Once the baby begins to tolerate this, the breast milk will need to be fortified or formula feeds be given alternatively to increase their intake of proteins and minerals, which at this stage of their life, they will need in excess amounts.
While the baby is still on gavage feeds, once they reach 35 weeks of gestational age, the medical team will attempt at bottle feeding the preemie. By this time the preemie’s suck, swallow and breathing reflexes should have matured enough to be able to bottle feed. The mother will be asked to pump their breast milk which is transferred to the bottle and held close to the preemie’s mouth. While the baby may not accept it immediately, after a couple of trials, they will excel at this.
Some preemies may find it difficult to transition from bottle feeding to breast feeding, and some may never accomplish this. In that case, there will be a lot of pumping to be done by the mother to keep their preemie well satiated.
Baby feeding bottles come in food-grade plastic material, in various shapes and sizes. Choose a simple bottle that will be easy for handling by the baby, as well as easy to clean. Sterilizing the baby’s feeding bottles is never to be neglected.
– First, cleanse the bottle thoroughly and dip them in hot boiling water before beginning to use for feeding purposes.
– After every baby feed, again clean the bottle and its separate components under running water to get rid of any milk residue. Then wash with a mild soapy solution using a bottle brush, and rinse again with cold water.
– Following this, drop the feeding equipment in a pan filled with water and boil for approximately 10 minutes. Transfer them, using clean sterilized hands, onto clean towels, air dry them and store away until further use.
Frequent washing and cleaning of feeding bottles can be avoided by stocking several feeding bottles and different bottle teats that can be used alternatively.
How Soon will Developmental Milestones be Accomplished by Preemies?

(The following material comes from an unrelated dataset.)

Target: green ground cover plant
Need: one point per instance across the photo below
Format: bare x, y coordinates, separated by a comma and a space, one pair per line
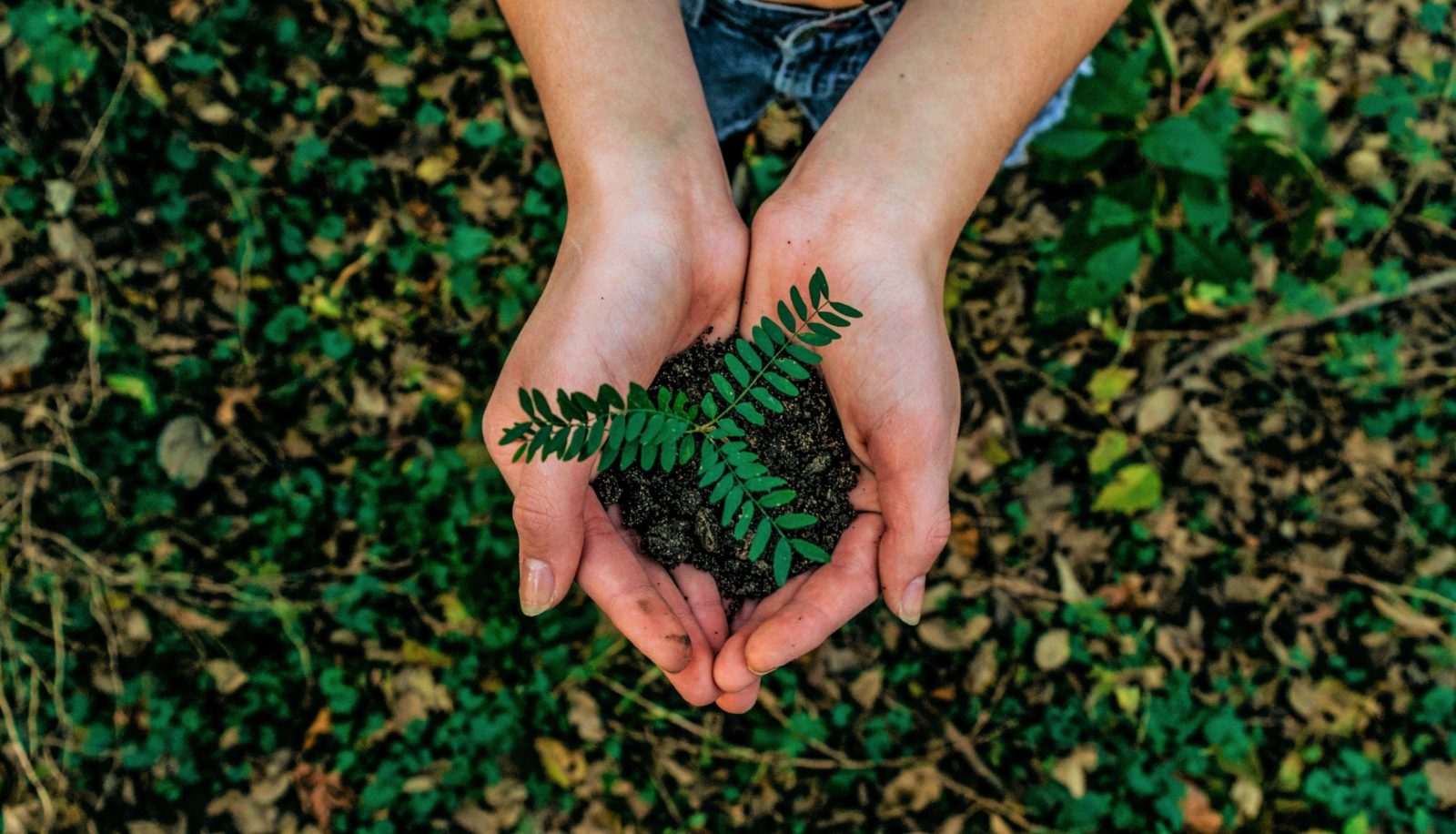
258, 264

In order to get a better understanding of how preemie children will typically develop, it is important to calculate the age of a preemie in an accurate manner. A preemie parent need not be perplexed about this. Here is what they have to know – that a preemie infant will have two ages – a developmental age and a corrected age.

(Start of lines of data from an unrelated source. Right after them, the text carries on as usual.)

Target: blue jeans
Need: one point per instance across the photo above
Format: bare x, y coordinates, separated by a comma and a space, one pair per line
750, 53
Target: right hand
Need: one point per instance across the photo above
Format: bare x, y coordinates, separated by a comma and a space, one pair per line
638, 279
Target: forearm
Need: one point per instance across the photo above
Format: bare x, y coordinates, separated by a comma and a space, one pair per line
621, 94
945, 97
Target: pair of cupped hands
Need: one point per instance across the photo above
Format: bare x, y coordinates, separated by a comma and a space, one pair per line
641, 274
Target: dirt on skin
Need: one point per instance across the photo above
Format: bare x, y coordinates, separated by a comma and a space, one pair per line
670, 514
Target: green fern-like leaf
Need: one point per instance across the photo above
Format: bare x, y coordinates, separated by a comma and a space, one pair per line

For better interpretation, follow this – a preterm infant of 16 weeks of age, calculated from the day it was born (developmental age), and is born 6 weeks early, minus 6 from 16, and the age will be 10 weeks old (corrected age). Take this corrected age into consideration while noting down when their developmental milestones should be accomplished.

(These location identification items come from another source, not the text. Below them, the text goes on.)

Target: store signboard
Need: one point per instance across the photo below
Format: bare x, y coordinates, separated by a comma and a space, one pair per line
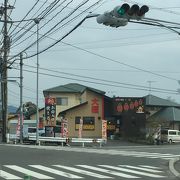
64, 128
80, 128
50, 111
123, 105
104, 129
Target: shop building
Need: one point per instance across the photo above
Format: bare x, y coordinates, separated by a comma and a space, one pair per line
126, 116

– At 8 weeks of age, a preemie will develop different cry tones for different needs, will move extremities actively, will make eye contact and be able to smile.
– At 16 weeks of age, the preemie will be able to take their hands to mouth, will try to locate familiar voices, can grasp and reach for objects.
– At 25 weeks of age, preemies will learn to roll from tummy to back, sit by themselves, transfer objects from one hand to another, and respond when being called to.
– At 36 weeks of age, a preemie can pick up objects, would have learnt to crawl, will babble and imitate sounds, can clap hands, and hold a bottle during feeds.
– By one year of age, preemies may be able to stand without support, may take their initial steps, and can combine actions with sounds.
A preemie parent, however, should remember that different children reach their developmental milestones at different ages, and any delay noted should not be a cause of worry.